When a submission is made that a verdict is unsafe and unsatisfactory, it is not sufficient to categorise the evidence and explain
away various categories in isolation as if evidence exists in separate, water-tight compartments. An appellate court judge, confronted
with a claim that a conviction is unsafe and unsatisfactory, does not have an option but a duty to consider the whole of the evidence,
laborious though that may be in a case such as the present.
The trial
- The appellant was indicted in accordance with s 202 of the Criminal Code that:
between the 18th day of July 2018 and the 31st day of December 2018 at Goroka, Eastern Highlands Province in Papua New Guinea, he,
being employed by the public service in the Auditor-General’s office, perversely and without lawful excuse, omitted to do an
act, namely provide a report, that was his duty to do by virtue of his employment.
- Section 202 of the Criminal Code provides:
Refusal by public officer to perform duty
A person employed in the Public Service, or as an officer of a court or tribunal, who perversely and without lawful excuse omits or
refuses to do any act that it is his duty to do by virtue of his employment is guilty of a misdemeanour.
- The trial was heard over five days. The brief facts particularised the State’s case as being that the omitted report related
to the books of Nokondi Investment. To whom the report was to be provided was not specified, beyond the State’s case being
that the appellant had a duty to produce a report on his findings.
- The State called two witnesses, being the Auditor-General Mr Gordon Kega and retired Detective Chief Superintendent Matthew Damaru,
who was the police officer responsible for seeking assistance for the Nokondi Investment investigation.
- The appellant gave evidence in his defence, and called a police officer, Chief Inspector Timothy Gitua. This officer also had knowledge
as to the Nokondi Investment investigation at the preliminary phase, and he sought the appellant’s assistance with the GDDA
investigation.
Grounds of Appeal
- Three grounds of appeal are relied on. The second ground of appeal in the notice was abandoned as the premise of the ground was a
contention of a decision of the trial judge that was without foundation in the decision on verdict. The grounds of appeal, renumbered,
are therefore:
- (1) The trial judge erred when it was determined that the term “duty” used in
s 202 was not restrictive and thus extended beyond specific duties as an auditor with the Auditor-General’s office.

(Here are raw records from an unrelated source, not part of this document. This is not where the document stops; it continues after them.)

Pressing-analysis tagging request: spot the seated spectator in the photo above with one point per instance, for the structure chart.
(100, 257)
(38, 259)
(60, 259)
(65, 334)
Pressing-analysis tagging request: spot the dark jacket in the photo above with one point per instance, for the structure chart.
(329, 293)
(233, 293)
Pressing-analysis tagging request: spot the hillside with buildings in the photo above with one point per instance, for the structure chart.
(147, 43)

- (2) The trial judge erred in both fact and law when it was found that the appellant had a duty to provide a financial audit report
to the Auditor-General, when no such duty or expectation was expressed or directed to the appellants to do so, other than to assist
police in its criminal investigation.
- (3) The trial judge erred in both fact and law in finding that the appellant had perversely, or deliberately or unreasonably omitted
to provide a forensic audit report into the financial affairs of Nokondi Investment Limited to the Auditor-General.

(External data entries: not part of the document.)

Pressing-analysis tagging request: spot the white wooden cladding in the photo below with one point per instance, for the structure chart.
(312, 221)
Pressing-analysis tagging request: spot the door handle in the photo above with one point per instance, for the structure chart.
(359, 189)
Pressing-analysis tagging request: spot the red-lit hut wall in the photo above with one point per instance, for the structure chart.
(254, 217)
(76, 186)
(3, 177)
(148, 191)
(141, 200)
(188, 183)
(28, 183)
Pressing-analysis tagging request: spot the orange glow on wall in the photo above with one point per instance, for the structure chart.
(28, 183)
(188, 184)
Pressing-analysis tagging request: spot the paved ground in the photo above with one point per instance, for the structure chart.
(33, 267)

- Each of these grounds were pressed, although it is apparent that the real substance of the appeal relates to particular elements of
the offence, these being:
- (a) whether the provision of a report was a duty to be done by the appellant by virtue of his employment; and
- (b) whether it was established beyond reasonable doubt that the appellant’s omission was done perversely and without lawful
excuse.,
- Each ground of appeal will be considered, with a focus towards the essence of the elements in contention.
Ground (1) – The trial judge erred when it was determined that the term “duty” used in s 202 of the Criminal Code was not restrictive and thus extended beyond specific duties as an auditor with the Auditor-General’s office.
Ground (2) – The trial judge erred in both fact and law when it was found that the appellant had a duty to provide a financial
audit report to the
Auditor-General, when no such duty or expectation was expressed or directed at the appellant to do so, other than to assist police
in its criminal investigation.
- The first ground of appeal was further explained in the notice of appeal that the expression “duty to do by virtue of his employment”
as used in s 202 of the Criminal Code refers to a specific duty for which the appellant was required to do by virtue of his employment.
- In the oral submissions on behalf of the appellant, it was conceded that there was no issue taken with the statutory interpretation
undertaken by the trial judge in determining the meaning of “duty” in s 202 of the Criminal Code.
- Such concession was appropriate, with it apparent that the trial judge comprehensively considered the issue and appropriately reached
a conclusion that “[w]hlist the duty must be one that arises by virtue of employment in the Public Service there is no basis
for a restrictive view to be taken when determining what that duty is”: The State v Undi at [101].
- Accordingly, ground one is not to be misunderstood as contending that a different interpretation of s 202 of the Criminal Code arises. Rather, it was submitted that the issue raised in ground one of the appeal relates to the factual finding of the trial judge.
That is, whether the evidence established that the appellant had a duty to provide a report, and to whom it was required to be provided.
In this sense, ground one and ground two are closely related and it is convenient to consider them together.
Submissions
- The respondent submitted that the duty was to provide a report to both the police, and to the Auditor-General. The requirement to
provide a report to the
Auditor-General was submitted to be an inherent duty of the appellant’s position and role as an auditor. The appellant was still
accountable in his duties to the Auditor-General, even if tasked to assist the police.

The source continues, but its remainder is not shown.